On Tue, 2015-12-01 at 10:39 -0800, York Sun wrote:
On 11/23/2015 03:19 PM, Scott Wood wrote:
On Fri, 2015-11-20 at 22:33 -0800, York Sun wrote:
Valentin,
Can you refresh my memory why you needed this commitac337168ad81a18e768e5e3cfff8d229adeb2b25 (patch http://patchwork.ozlabs.org/patch/455439)? Today I bisect an issue back to this commit.
Scott,
Can you help to examine this u-boot commit? Before this commit, 512x/5xxx/83xx/85xx do nothing on function invalidate_dcache_range() and flush_dcache_range(). With this patch, I found e500v2 is broken on Intel e1000 card when testing v2016-rc1. I didn't catch this issue when testing this patch.
I wonder if this code is not safe for e500v2, or because the cache line size should be determined by reading L1CFG0. Why didn't we see any issue with Linux with the same code.

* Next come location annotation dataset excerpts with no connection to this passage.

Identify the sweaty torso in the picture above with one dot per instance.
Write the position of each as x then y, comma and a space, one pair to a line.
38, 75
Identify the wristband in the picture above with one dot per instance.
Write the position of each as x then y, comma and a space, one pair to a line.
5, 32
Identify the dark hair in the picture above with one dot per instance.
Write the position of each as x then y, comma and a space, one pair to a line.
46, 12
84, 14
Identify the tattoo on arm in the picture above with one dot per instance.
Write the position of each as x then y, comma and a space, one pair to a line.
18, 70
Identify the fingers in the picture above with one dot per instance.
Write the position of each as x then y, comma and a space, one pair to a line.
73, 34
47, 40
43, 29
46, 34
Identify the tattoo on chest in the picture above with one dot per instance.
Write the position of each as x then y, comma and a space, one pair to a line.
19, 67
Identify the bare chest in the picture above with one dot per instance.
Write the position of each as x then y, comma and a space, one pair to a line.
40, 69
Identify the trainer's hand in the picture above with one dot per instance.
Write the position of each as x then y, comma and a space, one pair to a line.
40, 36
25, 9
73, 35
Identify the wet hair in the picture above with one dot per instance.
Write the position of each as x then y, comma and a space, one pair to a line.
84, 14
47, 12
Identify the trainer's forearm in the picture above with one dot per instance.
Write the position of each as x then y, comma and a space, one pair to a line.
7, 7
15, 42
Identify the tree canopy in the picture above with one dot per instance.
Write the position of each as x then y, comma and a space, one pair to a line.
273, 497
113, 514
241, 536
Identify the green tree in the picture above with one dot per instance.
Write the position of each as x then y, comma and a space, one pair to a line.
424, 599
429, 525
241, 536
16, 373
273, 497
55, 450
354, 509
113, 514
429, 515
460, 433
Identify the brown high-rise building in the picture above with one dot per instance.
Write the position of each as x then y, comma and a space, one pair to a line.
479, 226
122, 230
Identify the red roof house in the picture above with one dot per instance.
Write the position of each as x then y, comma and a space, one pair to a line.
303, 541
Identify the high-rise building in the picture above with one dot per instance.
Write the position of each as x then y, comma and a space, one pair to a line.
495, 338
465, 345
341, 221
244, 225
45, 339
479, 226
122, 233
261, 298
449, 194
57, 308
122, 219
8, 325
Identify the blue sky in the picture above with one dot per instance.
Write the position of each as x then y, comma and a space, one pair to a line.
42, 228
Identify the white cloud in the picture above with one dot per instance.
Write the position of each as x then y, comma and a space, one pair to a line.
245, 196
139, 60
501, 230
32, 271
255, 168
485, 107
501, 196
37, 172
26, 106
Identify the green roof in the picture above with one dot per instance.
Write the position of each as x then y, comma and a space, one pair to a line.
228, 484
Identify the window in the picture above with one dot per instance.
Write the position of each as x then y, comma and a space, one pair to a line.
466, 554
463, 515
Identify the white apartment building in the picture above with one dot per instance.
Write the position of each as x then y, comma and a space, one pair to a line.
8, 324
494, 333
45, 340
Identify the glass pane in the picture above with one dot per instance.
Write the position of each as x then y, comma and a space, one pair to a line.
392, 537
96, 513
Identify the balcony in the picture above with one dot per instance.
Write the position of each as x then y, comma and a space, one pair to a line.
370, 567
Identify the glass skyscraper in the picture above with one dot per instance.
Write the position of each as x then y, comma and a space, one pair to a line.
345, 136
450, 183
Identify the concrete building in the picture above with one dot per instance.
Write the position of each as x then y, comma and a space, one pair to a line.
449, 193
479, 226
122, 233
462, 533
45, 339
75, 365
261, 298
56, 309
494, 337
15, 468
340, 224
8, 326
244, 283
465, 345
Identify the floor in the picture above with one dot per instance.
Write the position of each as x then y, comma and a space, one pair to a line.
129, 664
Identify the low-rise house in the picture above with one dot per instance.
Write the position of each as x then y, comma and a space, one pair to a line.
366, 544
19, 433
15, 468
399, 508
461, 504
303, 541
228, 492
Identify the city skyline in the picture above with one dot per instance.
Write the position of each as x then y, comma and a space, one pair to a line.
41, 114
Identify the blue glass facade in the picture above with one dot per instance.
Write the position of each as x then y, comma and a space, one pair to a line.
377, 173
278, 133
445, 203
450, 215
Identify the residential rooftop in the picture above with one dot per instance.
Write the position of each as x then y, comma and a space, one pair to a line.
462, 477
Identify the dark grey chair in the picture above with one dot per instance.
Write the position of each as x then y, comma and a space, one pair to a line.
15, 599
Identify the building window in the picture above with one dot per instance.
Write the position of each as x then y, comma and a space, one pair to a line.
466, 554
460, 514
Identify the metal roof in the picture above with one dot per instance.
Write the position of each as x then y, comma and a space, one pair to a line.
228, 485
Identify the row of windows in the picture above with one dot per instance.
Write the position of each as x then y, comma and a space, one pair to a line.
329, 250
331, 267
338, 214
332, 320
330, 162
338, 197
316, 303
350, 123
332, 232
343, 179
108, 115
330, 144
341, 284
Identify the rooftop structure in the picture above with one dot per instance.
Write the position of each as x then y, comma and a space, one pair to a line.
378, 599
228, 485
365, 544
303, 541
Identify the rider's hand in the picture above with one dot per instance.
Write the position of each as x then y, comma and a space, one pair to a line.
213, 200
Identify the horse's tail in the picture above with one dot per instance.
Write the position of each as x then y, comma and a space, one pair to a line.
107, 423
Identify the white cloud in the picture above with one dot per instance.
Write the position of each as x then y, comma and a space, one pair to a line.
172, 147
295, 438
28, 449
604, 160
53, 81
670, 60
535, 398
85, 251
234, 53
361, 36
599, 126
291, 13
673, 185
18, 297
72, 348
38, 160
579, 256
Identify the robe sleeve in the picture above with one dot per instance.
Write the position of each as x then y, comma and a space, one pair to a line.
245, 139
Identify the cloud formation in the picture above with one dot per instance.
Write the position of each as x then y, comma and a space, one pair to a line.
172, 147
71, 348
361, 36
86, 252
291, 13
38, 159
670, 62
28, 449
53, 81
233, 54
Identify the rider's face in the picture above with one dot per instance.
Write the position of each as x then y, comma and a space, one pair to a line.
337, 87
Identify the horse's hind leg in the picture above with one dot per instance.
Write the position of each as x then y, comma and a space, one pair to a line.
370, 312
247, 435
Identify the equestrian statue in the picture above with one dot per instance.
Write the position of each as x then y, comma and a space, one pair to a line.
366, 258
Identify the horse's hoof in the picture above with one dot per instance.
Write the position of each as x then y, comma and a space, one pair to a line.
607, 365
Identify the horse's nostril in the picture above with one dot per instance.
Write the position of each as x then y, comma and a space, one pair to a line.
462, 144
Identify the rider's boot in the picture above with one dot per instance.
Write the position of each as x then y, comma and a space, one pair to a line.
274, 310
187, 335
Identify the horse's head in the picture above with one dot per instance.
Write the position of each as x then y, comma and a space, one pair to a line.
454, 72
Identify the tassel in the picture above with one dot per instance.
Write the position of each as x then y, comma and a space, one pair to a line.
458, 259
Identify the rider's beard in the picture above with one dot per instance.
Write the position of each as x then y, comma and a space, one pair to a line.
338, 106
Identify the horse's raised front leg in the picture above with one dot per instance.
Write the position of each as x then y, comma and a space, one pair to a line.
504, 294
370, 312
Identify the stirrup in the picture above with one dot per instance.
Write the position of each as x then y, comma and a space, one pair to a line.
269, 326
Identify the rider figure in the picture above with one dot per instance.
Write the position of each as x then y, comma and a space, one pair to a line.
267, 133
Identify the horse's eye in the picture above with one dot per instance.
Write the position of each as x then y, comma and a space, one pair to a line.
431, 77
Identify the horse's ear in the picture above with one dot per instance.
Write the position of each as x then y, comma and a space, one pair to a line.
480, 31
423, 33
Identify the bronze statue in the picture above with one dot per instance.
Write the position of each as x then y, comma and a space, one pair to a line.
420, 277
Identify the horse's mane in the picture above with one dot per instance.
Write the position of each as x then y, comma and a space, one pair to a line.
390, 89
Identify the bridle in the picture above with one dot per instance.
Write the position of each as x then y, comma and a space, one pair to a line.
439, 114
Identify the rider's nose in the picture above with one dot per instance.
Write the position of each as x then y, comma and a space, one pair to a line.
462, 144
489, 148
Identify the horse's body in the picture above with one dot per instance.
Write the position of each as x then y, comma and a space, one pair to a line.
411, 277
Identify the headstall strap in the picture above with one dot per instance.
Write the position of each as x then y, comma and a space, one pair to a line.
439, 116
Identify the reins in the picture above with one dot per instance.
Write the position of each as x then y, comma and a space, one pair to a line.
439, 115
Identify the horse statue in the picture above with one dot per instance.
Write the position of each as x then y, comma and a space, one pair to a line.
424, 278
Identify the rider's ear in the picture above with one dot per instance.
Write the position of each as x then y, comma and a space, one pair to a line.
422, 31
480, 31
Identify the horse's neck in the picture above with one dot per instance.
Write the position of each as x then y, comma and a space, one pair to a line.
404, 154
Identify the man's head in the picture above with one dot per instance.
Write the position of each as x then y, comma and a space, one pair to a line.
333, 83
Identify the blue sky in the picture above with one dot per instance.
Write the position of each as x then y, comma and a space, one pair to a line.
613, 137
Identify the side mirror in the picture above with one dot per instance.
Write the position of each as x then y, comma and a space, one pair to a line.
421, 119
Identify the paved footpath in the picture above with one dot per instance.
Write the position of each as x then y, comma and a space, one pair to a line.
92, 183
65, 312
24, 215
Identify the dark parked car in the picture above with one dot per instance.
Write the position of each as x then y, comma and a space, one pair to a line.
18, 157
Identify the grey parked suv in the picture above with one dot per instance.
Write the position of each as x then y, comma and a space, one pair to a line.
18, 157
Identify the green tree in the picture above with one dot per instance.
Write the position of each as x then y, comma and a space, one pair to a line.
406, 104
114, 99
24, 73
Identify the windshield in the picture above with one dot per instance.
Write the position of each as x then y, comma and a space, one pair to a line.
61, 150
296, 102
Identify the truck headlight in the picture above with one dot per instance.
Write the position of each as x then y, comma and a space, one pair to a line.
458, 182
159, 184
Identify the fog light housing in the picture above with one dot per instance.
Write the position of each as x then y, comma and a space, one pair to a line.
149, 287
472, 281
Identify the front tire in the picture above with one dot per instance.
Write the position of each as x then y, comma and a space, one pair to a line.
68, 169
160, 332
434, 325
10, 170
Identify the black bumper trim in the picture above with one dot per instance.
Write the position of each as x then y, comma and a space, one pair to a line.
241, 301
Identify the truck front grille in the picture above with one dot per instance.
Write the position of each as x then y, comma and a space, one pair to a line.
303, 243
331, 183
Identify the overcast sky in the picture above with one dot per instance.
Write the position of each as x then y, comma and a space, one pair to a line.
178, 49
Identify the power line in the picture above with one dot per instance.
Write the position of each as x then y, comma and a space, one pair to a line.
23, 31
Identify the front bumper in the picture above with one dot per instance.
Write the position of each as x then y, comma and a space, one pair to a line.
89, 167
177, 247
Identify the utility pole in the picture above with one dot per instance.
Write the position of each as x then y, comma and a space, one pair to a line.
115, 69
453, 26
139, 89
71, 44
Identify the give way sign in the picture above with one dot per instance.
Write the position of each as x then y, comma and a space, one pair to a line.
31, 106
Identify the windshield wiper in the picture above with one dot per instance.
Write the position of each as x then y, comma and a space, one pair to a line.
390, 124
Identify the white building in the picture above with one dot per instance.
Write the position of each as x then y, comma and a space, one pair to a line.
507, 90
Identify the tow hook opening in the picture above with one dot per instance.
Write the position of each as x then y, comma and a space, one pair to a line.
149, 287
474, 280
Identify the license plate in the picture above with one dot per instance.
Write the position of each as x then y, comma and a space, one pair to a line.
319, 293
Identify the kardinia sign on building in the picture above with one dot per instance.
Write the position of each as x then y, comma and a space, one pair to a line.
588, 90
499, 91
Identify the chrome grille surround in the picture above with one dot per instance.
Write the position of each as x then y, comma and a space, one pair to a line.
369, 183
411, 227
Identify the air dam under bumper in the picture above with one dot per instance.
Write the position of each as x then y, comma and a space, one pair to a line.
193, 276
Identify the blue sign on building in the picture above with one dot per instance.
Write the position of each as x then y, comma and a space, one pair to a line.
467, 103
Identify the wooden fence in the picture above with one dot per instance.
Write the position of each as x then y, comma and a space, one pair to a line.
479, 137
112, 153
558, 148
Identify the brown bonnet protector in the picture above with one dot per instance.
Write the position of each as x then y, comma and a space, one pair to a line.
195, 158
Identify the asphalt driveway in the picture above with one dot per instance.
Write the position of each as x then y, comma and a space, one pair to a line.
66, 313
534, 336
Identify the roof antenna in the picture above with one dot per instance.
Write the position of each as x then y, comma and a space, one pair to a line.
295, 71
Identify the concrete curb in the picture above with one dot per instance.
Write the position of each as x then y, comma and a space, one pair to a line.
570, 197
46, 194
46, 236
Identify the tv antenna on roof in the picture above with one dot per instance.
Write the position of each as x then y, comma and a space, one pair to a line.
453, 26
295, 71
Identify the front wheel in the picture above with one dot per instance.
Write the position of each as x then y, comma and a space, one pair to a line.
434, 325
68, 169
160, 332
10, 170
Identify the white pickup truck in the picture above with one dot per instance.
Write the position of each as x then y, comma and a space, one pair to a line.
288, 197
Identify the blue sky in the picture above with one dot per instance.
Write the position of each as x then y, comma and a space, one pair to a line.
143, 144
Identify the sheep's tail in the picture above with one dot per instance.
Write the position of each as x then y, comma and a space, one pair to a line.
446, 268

L1_CACHE_SIZE should be 5 as long as CONFIG_E500MC is not defined. I'm not sure what Linux has to do with this since it isn't the same code (in particular, Linux knows that the I/O is coherent and doesn't flush on e500).
What happens if you comment out invalidate_cache_range() but leave flush_cache_range()? We should never need to do the former on e500.
If comment out the invalidate_cache_range(), this problem goes away. I can see several calls of this function in e1000 driver.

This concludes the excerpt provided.